2010-2015 was a time of great change for Brown-Forman’s brands. Each of them began heavily pushing the development of new products. Old Forester would eventually develop the Whiskey Row Series as well as a rye whiskey. Jack Daniel’s would begin development of their Special Release program, Tennessee Tasters line and also a new rye whiskey and malt whiskey. And Woodford Reserve began to distill rye, malt and wheat whiskies. They also rolled out with a new product called Woodford Reserve Double Oaked in 2015. But the first new whiskey release that came onto the market was Woodford Reserve Straight Rye Whiskey.
Woodford Reserve Straight Rye Whiskey starts with a mash bill of 53% Rye, 33% Corn and 14% Malted Barley. This mash bill contains a large corn percentage that closely follows the tradition of Kentucky rye whiskies using a very low percentage of rye grain. It is assumed that Woodford Reserve’s rye whiskey is made from distillate produced at both the Woodford campus in Versailles and the Brown-Forman distillery in Shively.

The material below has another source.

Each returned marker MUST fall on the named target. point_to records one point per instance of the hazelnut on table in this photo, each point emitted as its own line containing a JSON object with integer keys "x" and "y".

Rye whiskey was not an uncommon sight to see fermenting at The Early Times Distillery (now called the Brown Forman Distillery). They had produced rye whiskey in the past for brands like Heaven Hill’s Rittenhouse Rye from 1997 to 2007 following their giant distillery fire. They had also been contract distilling rye whiskey for Michter’s up until 2015. It is rumored that Michter’s recipe and the Woodford recipe are closely related to each other.
Woodford Straight Rye Whiskey was released in 2015 but carries no age statement (we know it’s at least 4 years old though). It was bottled at 90.4 proof, like almost all Woodford products. It was joined by a Malt Whiskey in 2018 and a Wheat Whiskey in 2019. Woodford now produces 4 of the 5 major types of whiskey common to America. Could we see Woodford Reserve Corn Whiskey in the future to make it 5 for 5? I hope not!
So how does Woodford’s rye whiskey taste? I didn’t expect much more than a mixer, but Woodford usually prides themselves on being a more premium version of Old Forester, so I hoped that it would hold some sort of surprise. Now that I’ve had a chance to taste this bottle on several occasions, let’s see what I found. I sampled this neat in a glencairn.
Nose: Sweet and light notes of creme brulee, cherry blossoms, vanilla and light floral scents show up first. There are additional aromas of mint, cinnamon stick and orange rind which really hint to its rye nature. Even melted toffee can be found, adding an extra layer of depth.
Palate: Light spice and even lighter oak notes. This seems to be somewhat similar to a standard bottle of Woodford Reserve bourbon except it has additional floral and spice notes. A small hint of chocolate as well as sweet grass flavors and bitter citrus rind are easy to find. Lemon oil, baker’s chocolate, dandelion greens and a slight graininess are all present.
Finish: An excellent finish that lingers for a moderately long time. There are delicious flavors of caramel, barrel char, herbs and wildflowers. I even find a bit of tobacco and leather which is impressive in a rye whiskey that is likely not much over 5 years old. The finish even retains a certain amount of sweetness which I love.
Overall, this is a really nice rye whiskey that I’ve been passing up on shelves for years. The amount of flavors it contained impressed me. But after every session ended, I came back to the same conclusion: it’s good but it needs more proof. If they came out with a standard release of this at, say, 105 proof (so that it wouldn’t step on the toes of Old Forester’s 100 Proof Rye) then I think they’d have a winner on their hands. As it stands, this is a “good enough” entry level rye whiskey that I’d put it in my top 5 ryes under $40. But ryes like that typically make their way into cocktails or get passed off to friends who are starting to get into whiskey, not friends who have graduated to the stronger stuff.
It’s sad, in a way, that a rye whiskey this competent will be passed over by many drinkers. Brown Forman has such a great track record of well-made rye whiskies and yet they let them languish on the shelves in bottles of non-age stated (NAS), low-proof offerings like this. Since Woodford Reserve and Old Forester often copy each other, maybe we’ll see the coming of a barrel strength version of this rye in the coming years (Batch Proof Rye Whiskey anyone?). But until that day happens, it’s worth your time to at least buy a bottle, pour yourself a dram and sit back and imagine what it would be like at a higher proof. We all have dreams and this is one I’d like to see come true.